Lucy Ramos é grata aos artistas negros que vieram antes dela — Foto: Fabiano Battaglin/Gshow, com arte de Guilherme Azevedo/Gshow

“É uma felicidade imensa dar vida à advogada Vanda Lord. Mulher forte, inteligente, misteriosa… sem estereótipos. Em muitos momentos em cena ou estudando, me bate aquela sensação de êxtase por estar nesse lugar que tem uma voz dentro da trama da novela. Inspirando e dizendo um gigante SIM! Nós podemos e devemos atuar em personagens diversos. Sei que exercer o meu ofício é estar em um estado de vigilância, não estou ali só por mim. Não posso apenas entrar em cena e ser uma atriz competente, preciso entrar em cena e causar um impacto atendendo a todas as expectativas. Ser atriz negra exige o saber de que podemos ser referência para muitas outras mulheres, crianças e homens. Estou onde estou porque grandes atores negros abriram espaço para que isso pudesse acontecer, como: Zezé Motta, Ruth de Souza, Milton Gonçalves… É necessário deixar o solo fértil para as futuras gerações.”

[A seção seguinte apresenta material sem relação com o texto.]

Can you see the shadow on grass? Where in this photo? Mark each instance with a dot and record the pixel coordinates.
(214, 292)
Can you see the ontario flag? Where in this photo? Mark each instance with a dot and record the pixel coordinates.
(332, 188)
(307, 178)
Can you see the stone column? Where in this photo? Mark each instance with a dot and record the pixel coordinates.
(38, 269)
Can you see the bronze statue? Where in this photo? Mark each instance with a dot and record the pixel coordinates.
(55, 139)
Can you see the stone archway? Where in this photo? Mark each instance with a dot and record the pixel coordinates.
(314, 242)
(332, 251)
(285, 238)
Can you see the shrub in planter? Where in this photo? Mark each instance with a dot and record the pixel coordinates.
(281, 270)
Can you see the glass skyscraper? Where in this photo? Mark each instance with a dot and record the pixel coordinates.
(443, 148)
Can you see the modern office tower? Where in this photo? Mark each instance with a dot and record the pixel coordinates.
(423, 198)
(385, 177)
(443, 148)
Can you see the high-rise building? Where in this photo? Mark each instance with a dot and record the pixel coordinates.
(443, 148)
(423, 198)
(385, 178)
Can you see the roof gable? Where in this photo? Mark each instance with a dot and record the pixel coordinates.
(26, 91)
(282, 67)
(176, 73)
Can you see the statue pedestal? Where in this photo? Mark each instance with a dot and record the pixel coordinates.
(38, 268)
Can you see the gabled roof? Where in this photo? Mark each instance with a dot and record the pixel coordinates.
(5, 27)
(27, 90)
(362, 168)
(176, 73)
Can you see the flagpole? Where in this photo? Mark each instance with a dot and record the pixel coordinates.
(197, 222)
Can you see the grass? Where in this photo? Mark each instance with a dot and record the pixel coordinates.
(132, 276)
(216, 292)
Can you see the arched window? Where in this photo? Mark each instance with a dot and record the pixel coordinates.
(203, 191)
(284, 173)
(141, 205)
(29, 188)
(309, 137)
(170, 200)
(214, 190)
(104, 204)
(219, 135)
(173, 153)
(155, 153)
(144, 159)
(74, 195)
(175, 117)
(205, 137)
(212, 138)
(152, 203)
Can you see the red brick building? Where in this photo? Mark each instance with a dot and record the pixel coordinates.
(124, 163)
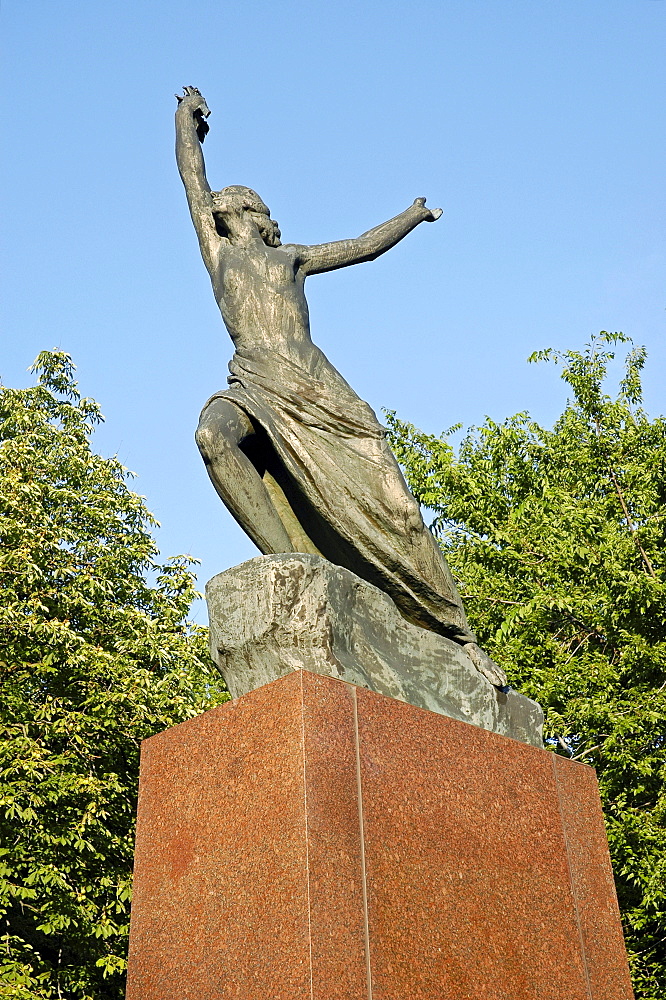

Maicon Rodrigues se espelha na força e desejo dos ancestrais — Foto: Artur Meninea/Gshow, com arte de Guilherme Azevedo/Gshow

“Acho que, como artista que reflete o tempo em que vivemos, eu, enquanto ator negro, só por estar vivo, já represento essa galera. Então, para mim, significa conscientizar essas mentes negras sobre a sua própria história. Uma coisa que li em um livro é que nós, negros de hoje, somos o sonho dos escravizados. Então, acho que é sobre trazer essa consciência negra para o dia a dia, para a roupa, para como a gente se expressa, para a música… Pelo simples fato de estar em cena. Acho que é assim que entendo o que é estar nesse lugar de privilégio, de acesso, de destaque no meu trabalho, e como isso reverbera nos meus outros irmãos negros. Acho que é esse trabalho de conscientização negra de fato: entender que somos o sonho daqueles antepassados que lutaram por nós.”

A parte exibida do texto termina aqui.